Source Han Sans Version 2.000 Technical Tidbits

日本語 (Japanese) はこちら

(Everything that is stated in this article applies to the corresponding Google-branded Pan-CJK typeface family, Noto Sans CJK. Likewise, any reference to Source Han Serif also applies to Noto Serif CJK.)

The last time that a new version of the Source Han Sans family, along with the Google-branded version, Noto Sans CJK, was released was in June of 2015 in the form of Version 1.004. I know from personal experience that a lot of planning, preparation, and work took place during the three years that followed, and the end result is Version 2.000 of both Pan-CJK typeface families.

If you’re interested in learning more details about some of the changes, enhancements, and additions that Version 2.000 offers, please continue reading this article.

Extension G

The eye-catching animated image at the beginning of this article illustrates how two soon-to-be-encoded Extension G ideographs are supported in the five languages: Japanese, Korean, Simplified Chinese, Traditional Chinese for Taiwan, and Traditional Chinese for Hong Kong.
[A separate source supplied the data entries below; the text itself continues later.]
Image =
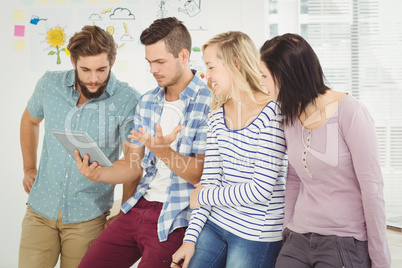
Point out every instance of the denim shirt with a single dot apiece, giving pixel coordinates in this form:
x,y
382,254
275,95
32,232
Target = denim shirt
x,y
107,120
196,99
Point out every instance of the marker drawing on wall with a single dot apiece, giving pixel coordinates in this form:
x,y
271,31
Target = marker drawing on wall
x,y
49,31
192,12
191,8
56,38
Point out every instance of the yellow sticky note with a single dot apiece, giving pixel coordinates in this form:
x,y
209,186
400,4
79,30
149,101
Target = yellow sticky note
x,y
18,15
19,45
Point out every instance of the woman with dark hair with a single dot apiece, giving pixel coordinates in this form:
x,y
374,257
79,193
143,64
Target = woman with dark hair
x,y
334,205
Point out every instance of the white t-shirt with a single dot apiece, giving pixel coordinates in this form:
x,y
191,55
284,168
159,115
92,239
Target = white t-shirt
x,y
172,113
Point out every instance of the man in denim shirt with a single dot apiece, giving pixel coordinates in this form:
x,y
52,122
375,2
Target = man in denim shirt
x,y
169,139
66,211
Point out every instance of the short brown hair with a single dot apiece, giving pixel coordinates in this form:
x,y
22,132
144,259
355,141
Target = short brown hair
x,y
172,31
91,41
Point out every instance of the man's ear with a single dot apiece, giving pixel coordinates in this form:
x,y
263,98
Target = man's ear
x,y
237,64
73,62
184,56
112,63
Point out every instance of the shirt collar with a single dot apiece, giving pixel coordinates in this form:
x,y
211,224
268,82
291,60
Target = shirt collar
x,y
189,92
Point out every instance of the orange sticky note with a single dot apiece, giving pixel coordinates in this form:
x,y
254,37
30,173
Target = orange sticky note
x,y
18,15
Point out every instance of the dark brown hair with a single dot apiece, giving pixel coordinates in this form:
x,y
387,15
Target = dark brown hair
x,y
296,71
172,31
92,41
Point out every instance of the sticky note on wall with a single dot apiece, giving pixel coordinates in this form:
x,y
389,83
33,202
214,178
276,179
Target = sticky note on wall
x,y
19,30
18,15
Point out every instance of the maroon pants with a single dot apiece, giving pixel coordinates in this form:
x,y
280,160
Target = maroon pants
x,y
133,236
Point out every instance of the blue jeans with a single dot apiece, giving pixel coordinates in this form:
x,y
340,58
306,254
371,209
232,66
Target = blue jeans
x,y
217,247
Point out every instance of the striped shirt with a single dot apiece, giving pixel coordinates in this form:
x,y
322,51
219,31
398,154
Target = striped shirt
x,y
244,178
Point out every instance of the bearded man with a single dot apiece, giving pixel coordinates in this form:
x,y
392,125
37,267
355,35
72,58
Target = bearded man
x,y
65,211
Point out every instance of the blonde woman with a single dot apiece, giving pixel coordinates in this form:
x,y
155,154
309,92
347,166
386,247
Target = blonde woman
x,y
239,203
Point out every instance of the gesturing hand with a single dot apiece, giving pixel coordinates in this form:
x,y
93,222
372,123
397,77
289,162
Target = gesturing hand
x,y
183,255
89,171
159,142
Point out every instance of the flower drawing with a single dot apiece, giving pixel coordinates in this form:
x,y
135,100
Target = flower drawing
x,y
56,38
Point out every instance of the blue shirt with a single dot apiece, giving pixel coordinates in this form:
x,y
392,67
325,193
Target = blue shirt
x,y
107,120
196,99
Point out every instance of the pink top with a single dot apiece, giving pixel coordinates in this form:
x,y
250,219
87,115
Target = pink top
x,y
334,183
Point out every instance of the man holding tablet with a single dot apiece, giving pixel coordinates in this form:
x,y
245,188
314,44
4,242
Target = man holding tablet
x,y
66,211
169,141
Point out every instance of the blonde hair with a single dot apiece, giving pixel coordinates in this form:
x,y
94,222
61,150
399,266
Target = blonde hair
x,y
239,54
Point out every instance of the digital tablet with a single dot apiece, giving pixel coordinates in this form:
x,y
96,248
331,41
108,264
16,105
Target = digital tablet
x,y
81,141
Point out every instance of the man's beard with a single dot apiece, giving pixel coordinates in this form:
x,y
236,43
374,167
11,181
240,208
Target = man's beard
x,y
175,79
85,91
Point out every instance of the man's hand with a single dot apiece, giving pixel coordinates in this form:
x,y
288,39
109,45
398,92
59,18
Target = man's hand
x,y
111,219
194,196
89,171
29,179
182,257
159,141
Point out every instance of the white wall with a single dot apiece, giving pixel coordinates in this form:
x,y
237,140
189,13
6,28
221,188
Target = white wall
x,y
18,80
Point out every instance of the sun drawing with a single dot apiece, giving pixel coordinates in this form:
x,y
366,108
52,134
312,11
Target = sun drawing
x,y
56,38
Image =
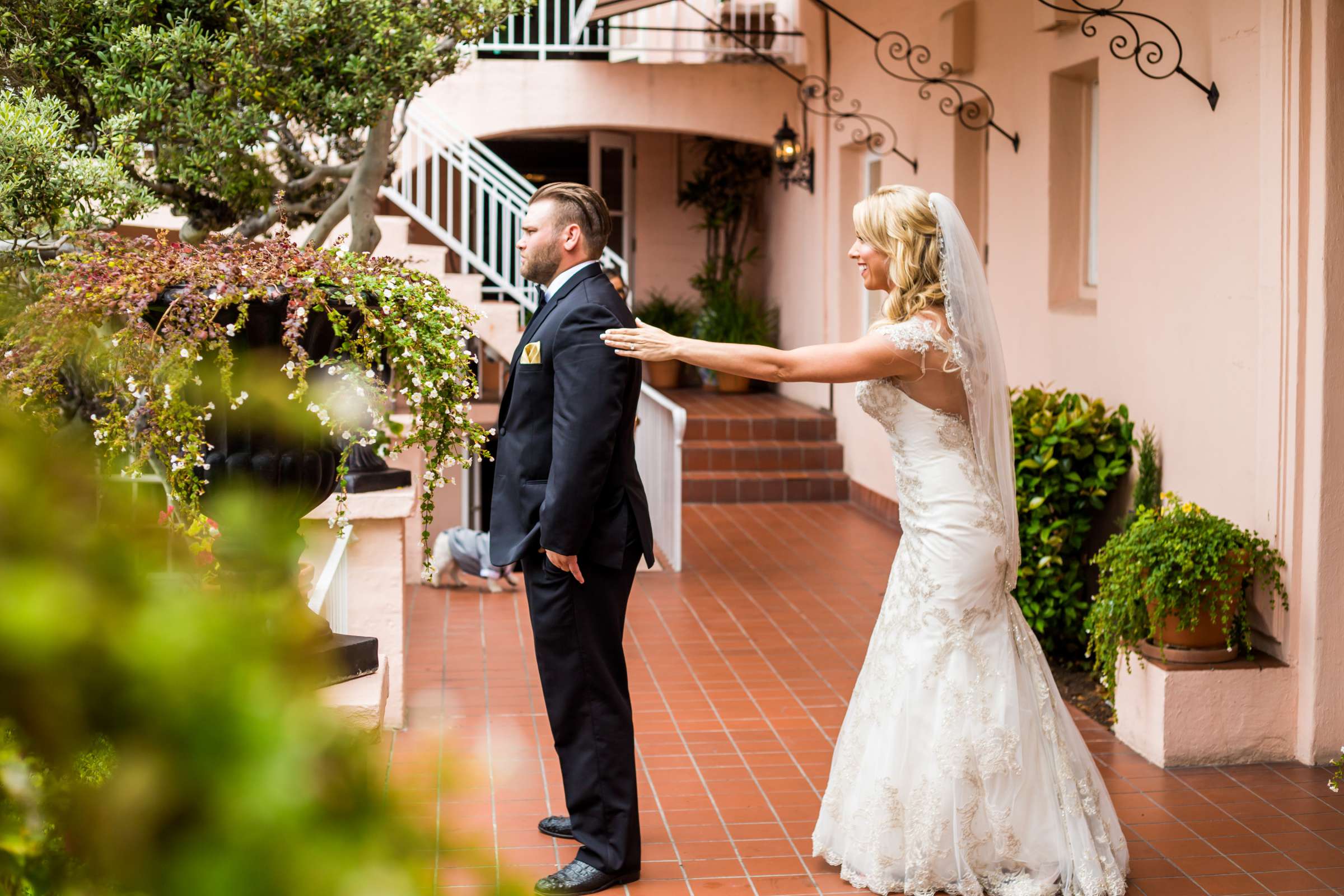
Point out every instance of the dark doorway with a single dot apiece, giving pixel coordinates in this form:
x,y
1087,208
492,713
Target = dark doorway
x,y
545,160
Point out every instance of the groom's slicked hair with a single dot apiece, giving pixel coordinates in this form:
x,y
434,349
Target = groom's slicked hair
x,y
582,206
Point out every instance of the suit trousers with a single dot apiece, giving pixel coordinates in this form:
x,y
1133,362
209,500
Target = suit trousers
x,y
577,631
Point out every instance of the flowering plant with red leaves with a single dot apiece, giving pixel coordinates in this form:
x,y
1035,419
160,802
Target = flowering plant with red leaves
x,y
140,318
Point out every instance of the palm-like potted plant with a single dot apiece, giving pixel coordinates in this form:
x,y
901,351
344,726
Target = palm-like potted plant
x,y
675,318
167,339
1173,586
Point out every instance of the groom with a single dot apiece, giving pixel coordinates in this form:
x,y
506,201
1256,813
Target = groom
x,y
570,508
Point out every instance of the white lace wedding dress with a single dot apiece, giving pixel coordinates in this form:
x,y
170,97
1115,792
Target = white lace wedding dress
x,y
959,767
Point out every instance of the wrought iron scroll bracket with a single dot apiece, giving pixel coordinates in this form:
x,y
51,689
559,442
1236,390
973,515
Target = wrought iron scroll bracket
x,y
820,97
901,58
1150,54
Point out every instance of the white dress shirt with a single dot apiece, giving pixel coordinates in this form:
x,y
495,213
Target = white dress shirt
x,y
563,277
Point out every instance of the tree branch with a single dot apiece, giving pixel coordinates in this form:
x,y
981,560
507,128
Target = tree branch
x,y
334,216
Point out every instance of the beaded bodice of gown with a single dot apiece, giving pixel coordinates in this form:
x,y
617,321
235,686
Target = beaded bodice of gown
x,y
959,767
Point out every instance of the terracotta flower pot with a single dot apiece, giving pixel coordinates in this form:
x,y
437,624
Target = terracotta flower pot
x,y
664,374
731,383
1206,641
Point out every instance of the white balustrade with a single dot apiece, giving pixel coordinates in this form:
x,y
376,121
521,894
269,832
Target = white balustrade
x,y
331,595
471,200
657,34
657,452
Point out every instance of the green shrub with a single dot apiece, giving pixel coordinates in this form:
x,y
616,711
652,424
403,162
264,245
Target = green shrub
x,y
1178,559
1072,452
670,315
156,739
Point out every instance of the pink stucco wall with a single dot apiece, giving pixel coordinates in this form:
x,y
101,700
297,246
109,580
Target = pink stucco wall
x,y
1221,248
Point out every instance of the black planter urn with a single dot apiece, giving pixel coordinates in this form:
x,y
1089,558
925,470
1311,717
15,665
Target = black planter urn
x,y
274,450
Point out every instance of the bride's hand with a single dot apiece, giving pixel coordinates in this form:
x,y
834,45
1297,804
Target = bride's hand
x,y
646,343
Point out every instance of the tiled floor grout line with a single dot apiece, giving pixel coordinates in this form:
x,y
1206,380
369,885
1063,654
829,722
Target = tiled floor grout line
x,y
769,664
657,685
716,647
796,609
654,789
531,704
847,621
442,732
765,794
1230,857
859,608
788,640
489,732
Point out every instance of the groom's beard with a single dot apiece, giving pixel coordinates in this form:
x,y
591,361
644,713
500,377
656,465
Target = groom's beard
x,y
542,264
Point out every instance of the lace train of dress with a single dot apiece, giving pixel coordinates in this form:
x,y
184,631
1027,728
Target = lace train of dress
x,y
959,767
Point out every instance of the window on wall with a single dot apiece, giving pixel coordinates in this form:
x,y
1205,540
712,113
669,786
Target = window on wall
x,y
1076,187
871,180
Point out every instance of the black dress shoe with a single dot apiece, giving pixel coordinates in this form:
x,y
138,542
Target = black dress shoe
x,y
578,879
557,827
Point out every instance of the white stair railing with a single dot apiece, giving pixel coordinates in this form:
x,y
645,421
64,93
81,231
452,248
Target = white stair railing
x,y
690,31
471,200
330,595
657,453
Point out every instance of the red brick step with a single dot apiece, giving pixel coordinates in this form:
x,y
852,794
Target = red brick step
x,y
758,448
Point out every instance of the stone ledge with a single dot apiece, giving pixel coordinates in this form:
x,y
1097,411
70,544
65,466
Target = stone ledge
x,y
393,504
361,703
1202,715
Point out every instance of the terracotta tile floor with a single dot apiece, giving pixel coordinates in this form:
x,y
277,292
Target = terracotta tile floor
x,y
740,669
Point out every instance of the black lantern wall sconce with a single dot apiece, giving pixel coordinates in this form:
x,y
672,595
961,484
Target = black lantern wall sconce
x,y
794,159
965,101
1150,55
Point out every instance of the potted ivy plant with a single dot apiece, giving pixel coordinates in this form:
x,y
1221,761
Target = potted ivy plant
x,y
1173,586
675,318
733,318
160,332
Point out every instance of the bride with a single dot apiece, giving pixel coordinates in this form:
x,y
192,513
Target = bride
x,y
958,767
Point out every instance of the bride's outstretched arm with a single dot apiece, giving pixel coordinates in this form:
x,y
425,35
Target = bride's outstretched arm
x,y
865,359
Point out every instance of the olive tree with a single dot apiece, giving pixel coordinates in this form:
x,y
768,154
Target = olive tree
x,y
52,187
246,112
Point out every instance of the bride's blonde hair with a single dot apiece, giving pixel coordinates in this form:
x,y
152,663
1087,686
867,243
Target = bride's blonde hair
x,y
899,222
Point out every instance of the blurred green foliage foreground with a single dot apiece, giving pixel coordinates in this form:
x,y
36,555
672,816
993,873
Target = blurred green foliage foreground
x,y
158,739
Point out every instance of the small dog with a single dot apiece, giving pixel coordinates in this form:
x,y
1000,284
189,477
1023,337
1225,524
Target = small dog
x,y
461,550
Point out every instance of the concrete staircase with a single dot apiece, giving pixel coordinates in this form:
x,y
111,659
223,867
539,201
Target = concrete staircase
x,y
758,448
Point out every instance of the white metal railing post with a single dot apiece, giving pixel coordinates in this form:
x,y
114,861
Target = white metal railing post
x,y
484,200
657,453
330,595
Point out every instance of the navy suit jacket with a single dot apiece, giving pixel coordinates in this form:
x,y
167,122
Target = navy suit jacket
x,y
565,465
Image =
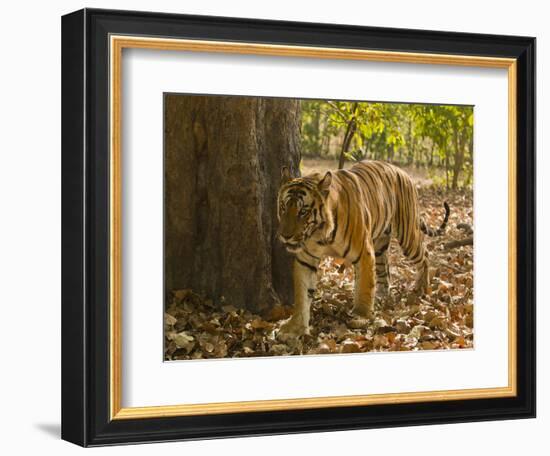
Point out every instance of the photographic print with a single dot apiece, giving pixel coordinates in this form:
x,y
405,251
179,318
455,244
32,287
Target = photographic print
x,y
313,227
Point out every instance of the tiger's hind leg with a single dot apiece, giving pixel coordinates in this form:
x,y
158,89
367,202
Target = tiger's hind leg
x,y
382,267
418,256
413,248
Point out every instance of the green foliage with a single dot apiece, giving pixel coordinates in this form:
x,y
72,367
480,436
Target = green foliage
x,y
432,136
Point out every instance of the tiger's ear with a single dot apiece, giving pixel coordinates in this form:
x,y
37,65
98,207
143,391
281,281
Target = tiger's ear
x,y
285,174
324,184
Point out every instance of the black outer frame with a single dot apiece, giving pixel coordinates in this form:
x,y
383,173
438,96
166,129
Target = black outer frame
x,y
85,227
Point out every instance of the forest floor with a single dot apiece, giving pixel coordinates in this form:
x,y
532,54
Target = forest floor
x,y
440,319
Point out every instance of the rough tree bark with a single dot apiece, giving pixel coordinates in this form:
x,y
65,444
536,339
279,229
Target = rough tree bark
x,y
223,157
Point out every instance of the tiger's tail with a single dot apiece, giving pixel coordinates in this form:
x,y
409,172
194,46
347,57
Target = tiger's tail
x,y
439,231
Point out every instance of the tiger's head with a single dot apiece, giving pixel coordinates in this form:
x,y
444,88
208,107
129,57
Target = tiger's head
x,y
302,207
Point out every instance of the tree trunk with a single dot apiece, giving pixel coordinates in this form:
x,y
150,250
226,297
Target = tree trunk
x,y
458,159
223,160
348,136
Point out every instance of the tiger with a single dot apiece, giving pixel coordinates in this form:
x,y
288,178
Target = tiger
x,y
351,214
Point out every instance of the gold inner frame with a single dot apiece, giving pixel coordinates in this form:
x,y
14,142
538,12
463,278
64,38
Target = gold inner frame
x,y
117,44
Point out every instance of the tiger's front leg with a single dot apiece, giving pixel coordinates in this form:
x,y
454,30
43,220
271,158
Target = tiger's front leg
x,y
305,280
365,282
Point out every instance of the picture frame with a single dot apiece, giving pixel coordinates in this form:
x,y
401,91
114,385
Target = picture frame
x,y
92,45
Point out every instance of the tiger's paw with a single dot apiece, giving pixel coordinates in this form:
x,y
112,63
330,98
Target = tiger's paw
x,y
292,328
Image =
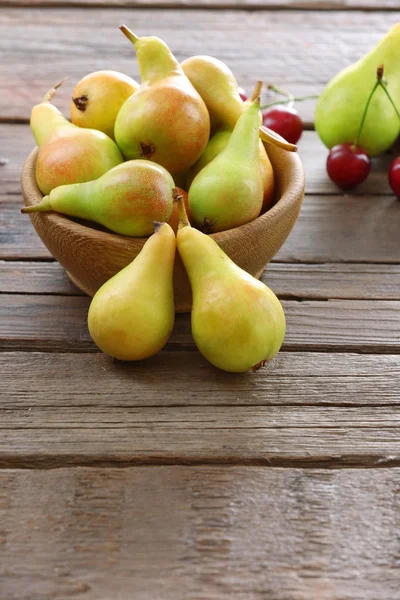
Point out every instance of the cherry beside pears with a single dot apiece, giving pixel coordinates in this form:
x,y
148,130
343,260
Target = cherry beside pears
x,y
237,322
229,191
166,121
67,153
127,199
132,315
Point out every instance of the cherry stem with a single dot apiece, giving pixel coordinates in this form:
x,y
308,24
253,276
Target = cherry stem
x,y
290,100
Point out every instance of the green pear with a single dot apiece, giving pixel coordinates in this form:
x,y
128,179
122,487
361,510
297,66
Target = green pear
x,y
98,97
237,322
341,105
132,315
127,199
166,121
218,87
229,192
215,146
67,153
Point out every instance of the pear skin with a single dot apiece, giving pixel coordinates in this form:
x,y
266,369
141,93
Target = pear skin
x,y
216,144
228,192
98,97
237,322
127,199
218,87
132,315
166,121
341,104
67,153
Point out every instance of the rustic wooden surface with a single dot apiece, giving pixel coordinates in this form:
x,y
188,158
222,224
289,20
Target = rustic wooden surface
x,y
281,484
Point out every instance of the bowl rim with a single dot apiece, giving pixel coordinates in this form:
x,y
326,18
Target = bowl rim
x,y
291,190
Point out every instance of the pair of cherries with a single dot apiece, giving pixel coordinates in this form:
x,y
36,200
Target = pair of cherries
x,y
281,119
348,165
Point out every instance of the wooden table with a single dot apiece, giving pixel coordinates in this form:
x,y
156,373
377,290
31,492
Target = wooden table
x,y
169,479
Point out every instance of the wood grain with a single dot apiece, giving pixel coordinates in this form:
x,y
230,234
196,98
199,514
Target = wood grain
x,y
200,533
268,49
212,4
308,281
58,324
274,436
38,380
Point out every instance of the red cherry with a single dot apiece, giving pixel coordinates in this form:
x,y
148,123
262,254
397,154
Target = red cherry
x,y
242,94
394,176
348,165
285,121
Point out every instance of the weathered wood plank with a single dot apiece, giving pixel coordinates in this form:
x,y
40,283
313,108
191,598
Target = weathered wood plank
x,y
35,278
200,533
231,4
38,380
58,324
275,436
301,62
308,281
324,281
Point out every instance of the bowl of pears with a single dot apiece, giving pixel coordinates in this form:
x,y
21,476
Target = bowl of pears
x,y
183,149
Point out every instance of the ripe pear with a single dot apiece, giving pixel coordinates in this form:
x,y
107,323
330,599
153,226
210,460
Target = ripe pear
x,y
67,153
166,121
132,315
218,87
229,192
127,199
237,322
216,144
341,105
98,97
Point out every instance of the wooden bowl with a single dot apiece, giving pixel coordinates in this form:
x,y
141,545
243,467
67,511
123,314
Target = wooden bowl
x,y
91,256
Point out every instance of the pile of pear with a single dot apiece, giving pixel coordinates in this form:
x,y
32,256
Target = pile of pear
x,y
176,157
128,146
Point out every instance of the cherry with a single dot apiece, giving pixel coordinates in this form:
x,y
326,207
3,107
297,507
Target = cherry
x,y
242,94
285,121
394,176
348,165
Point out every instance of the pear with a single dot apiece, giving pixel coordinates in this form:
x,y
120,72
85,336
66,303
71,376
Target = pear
x,y
218,87
127,199
166,121
98,97
216,144
341,104
132,315
229,192
67,153
237,322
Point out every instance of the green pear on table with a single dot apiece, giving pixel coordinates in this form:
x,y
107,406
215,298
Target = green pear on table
x,y
237,322
132,315
341,104
67,153
229,191
166,121
127,199
215,146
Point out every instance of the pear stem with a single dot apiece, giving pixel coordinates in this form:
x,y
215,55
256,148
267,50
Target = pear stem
x,y
183,220
43,206
129,34
50,94
290,100
257,91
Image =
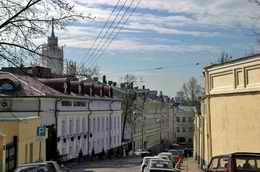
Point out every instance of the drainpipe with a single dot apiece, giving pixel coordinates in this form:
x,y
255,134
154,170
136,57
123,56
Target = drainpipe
x,y
39,106
90,113
110,124
56,121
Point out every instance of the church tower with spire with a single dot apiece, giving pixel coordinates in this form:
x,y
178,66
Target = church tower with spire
x,y
53,57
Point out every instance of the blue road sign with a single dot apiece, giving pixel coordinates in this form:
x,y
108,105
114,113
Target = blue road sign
x,y
41,131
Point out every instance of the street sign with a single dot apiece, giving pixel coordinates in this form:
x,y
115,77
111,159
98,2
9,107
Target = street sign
x,y
41,131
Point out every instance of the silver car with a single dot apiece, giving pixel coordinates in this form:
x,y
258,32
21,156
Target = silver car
x,y
46,166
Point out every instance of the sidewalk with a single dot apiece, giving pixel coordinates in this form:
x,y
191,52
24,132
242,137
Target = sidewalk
x,y
190,165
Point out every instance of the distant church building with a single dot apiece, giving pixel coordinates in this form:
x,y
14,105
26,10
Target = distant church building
x,y
53,54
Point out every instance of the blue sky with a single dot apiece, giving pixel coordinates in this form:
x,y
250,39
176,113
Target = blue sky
x,y
173,34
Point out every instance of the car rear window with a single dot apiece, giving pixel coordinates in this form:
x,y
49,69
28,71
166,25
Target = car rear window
x,y
247,164
159,170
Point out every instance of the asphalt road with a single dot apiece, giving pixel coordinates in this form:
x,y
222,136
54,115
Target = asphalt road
x,y
115,165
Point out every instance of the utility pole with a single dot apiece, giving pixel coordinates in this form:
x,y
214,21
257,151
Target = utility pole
x,y
143,119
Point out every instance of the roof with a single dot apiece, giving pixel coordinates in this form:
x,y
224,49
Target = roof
x,y
29,86
17,116
34,87
186,108
233,61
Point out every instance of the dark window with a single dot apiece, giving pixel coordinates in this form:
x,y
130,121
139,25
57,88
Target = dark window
x,y
214,164
79,103
181,139
66,103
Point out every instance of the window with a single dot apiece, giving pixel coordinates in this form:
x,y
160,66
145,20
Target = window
x,y
78,126
223,162
71,126
119,123
79,103
214,163
98,124
181,139
84,125
107,124
94,125
103,123
66,103
63,127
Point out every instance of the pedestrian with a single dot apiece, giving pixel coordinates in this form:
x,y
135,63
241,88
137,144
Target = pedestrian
x,y
80,156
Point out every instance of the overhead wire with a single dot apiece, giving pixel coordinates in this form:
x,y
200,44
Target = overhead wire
x,y
111,37
103,28
94,50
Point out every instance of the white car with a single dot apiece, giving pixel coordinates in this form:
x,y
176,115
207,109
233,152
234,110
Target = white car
x,y
159,165
142,153
46,166
146,160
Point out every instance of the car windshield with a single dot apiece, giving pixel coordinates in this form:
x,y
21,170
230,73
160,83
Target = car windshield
x,y
247,164
160,164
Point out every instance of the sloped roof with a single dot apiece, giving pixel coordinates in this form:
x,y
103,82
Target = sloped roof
x,y
17,116
29,86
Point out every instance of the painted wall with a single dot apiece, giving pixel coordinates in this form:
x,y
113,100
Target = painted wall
x,y
25,130
230,108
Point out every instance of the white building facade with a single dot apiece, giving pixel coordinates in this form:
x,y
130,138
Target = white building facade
x,y
75,123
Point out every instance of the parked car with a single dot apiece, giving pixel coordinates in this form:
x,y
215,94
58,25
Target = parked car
x,y
146,160
142,153
168,156
178,154
46,166
159,165
235,162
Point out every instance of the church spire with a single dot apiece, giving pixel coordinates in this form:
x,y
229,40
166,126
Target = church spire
x,y
52,28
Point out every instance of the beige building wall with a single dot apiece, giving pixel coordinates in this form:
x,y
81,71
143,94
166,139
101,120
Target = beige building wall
x,y
25,130
230,109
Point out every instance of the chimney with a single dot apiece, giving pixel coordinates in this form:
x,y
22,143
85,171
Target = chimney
x,y
111,92
67,89
91,90
104,79
110,83
95,79
101,91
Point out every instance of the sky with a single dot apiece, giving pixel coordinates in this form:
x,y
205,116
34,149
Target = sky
x,y
164,42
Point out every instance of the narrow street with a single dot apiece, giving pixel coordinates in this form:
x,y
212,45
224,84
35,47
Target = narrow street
x,y
190,165
126,165
115,165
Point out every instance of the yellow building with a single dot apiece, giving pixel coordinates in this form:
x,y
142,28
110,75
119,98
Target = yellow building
x,y
229,119
19,143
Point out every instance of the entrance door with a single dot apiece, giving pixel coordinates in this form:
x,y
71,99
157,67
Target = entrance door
x,y
11,155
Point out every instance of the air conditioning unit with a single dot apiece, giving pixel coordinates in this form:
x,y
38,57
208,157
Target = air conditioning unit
x,y
5,105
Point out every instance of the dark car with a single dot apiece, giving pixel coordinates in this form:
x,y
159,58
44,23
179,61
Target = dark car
x,y
235,162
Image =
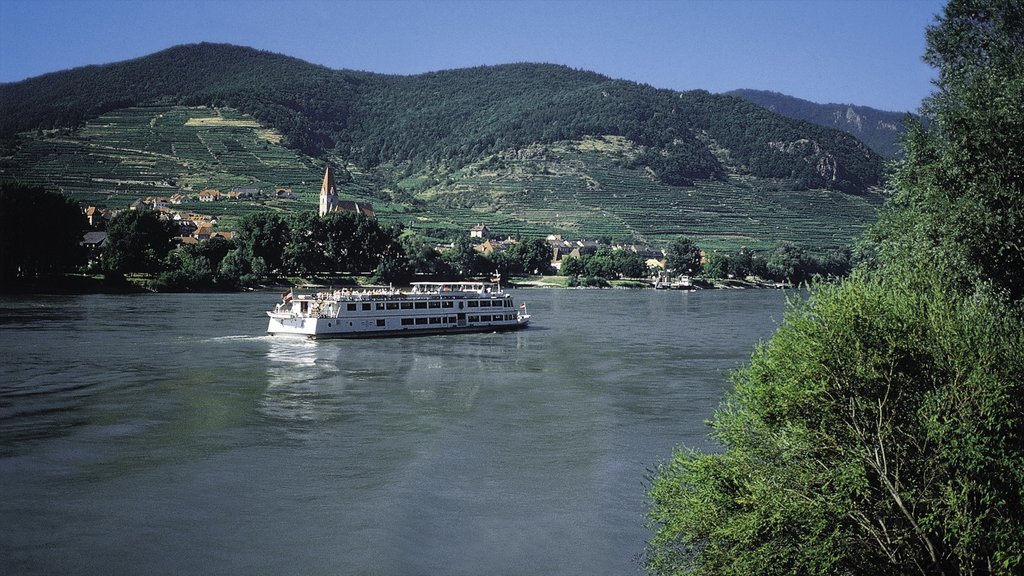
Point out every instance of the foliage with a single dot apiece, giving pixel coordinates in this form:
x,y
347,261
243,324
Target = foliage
x,y
879,129
587,282
263,235
28,247
137,241
960,197
451,118
683,256
877,433
463,259
604,263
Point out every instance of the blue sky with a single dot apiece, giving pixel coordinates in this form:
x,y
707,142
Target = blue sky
x,y
851,51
Each weight is shown in the seven colors of the rainbow. Each ideograph requires four glyphs, and how they are shared across the five languages is different. Glyphs for two additional soon-to-be-encoded Extension G ideographs are also included in the fonts, meaning four in total.

For now, because Extension G code points are not yet stable, these glyphs need to be entered via their IDSes (Ideographic Description Sequences) that are subsequently processed by the 'ccmp' (Glyph Composition/Decomposition) GSUB feature. See the “CJK Unified Ideographs Extension G” Section and its table on page 13 of the official ReadMe file for more details.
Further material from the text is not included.